Among the abuse seen on the live Facebook video, prosecutors said, are one of the women laughing as she punched the teen; a male foot on the victim's head; the teen groaning in pain as a male pulls a cord around his neck; and the victim screaming in fear when a male approaches with a knife, saying, "Should I shank his a _ ?"
At one point, prosecutors alleged, Hill and Cooper ordered the victim into a bathroom and forced him to drink water from the toilet while punching him in the back of the head and ordering him to say, "F _ _ Trump!"
Later, the teen was bound and gagged, a sock placed in his mouth and his lips taped shut. With the knife, Hill then cut a chunk of the victim's hair, cutting his head, and stabbed him in the left forearm, prosecutors said.
Covington could be heard expressing mock disappointment at the attention the live feed was getting on Facebook.
"Y'all ain't even commenting on my s _ , man!" she says into the camera.
Second-floor residents twice complained on Tuesday about the "banging, yelling and stomping sounds along with laughing" from their upstairs neighbors, prosecutors said. The second time, both sisters and Cooper chased the neighbors to their apartment while Hill ran out of the apartment building, threatening to come back with a gun, prosecutors said. Cooper then kicked in the neighbors' front door and broke into their residence with the two sisters as the neighbors fled their apartment, prosecutors said.

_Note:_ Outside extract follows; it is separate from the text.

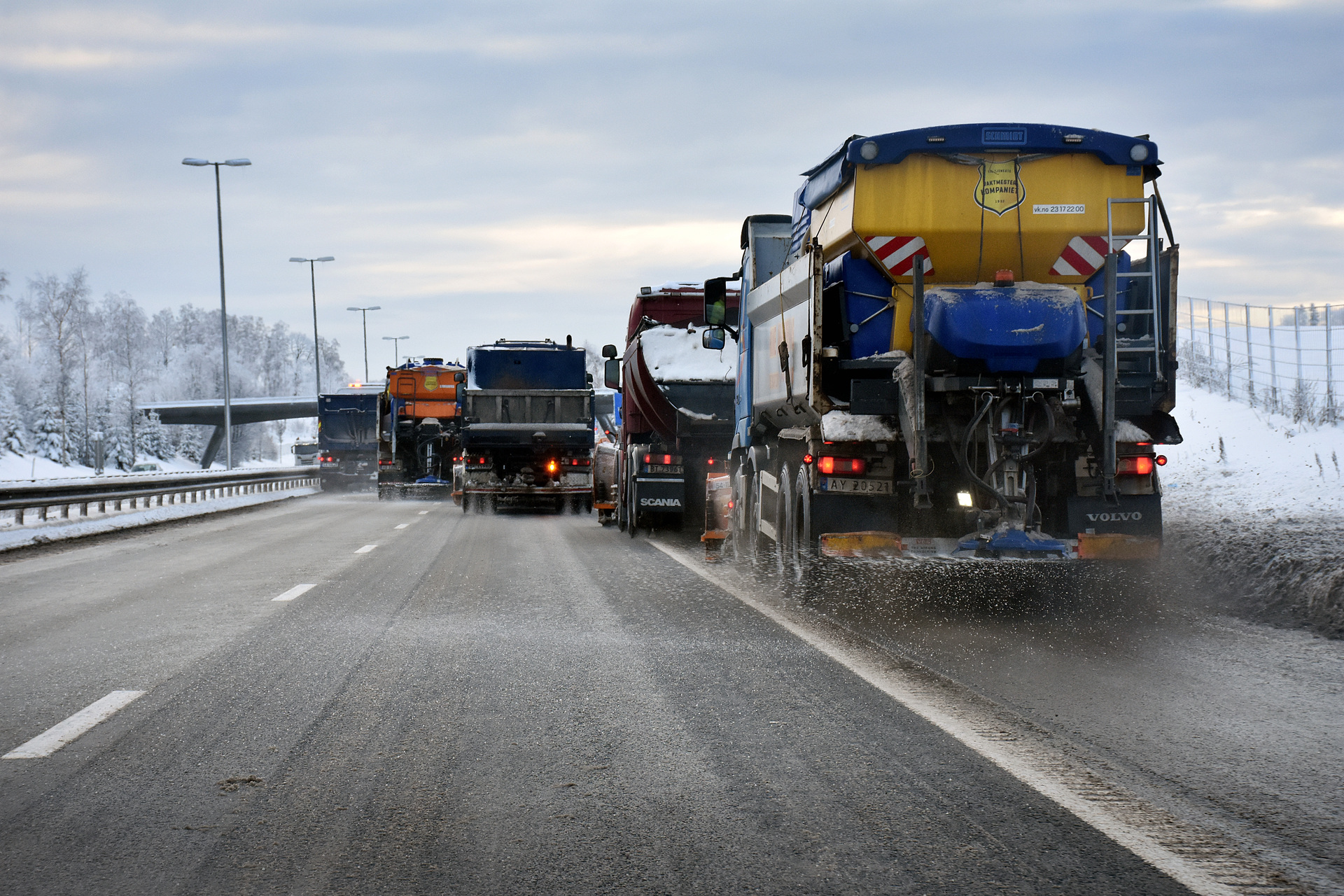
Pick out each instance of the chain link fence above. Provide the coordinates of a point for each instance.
(1280, 359)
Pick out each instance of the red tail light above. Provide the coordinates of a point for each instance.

The victim was able to flee the building and stopped by police a block over while outdoors in shorts, a tank top and sandals despite freezing temperatures. Police ran his name and discovered he had been reported missing from Streamwood by his parents.
He was treated at a hospital for cuts and lacerations to his head, face and body as well as a stab wound to his left arm, authorities said.
Police believe the victim was tied up for four or five hours. All four suspects have given statements admitting their roles in the attack, police said.
Before the charges were announced Thursday, the video had become a national rallying cry for conservative pundits who tried to pin the blame for the attack on the Black Lives Matters movement. Debate also raged on social media and cable news stations about whether police would consider the black-on-white assault a hate crime.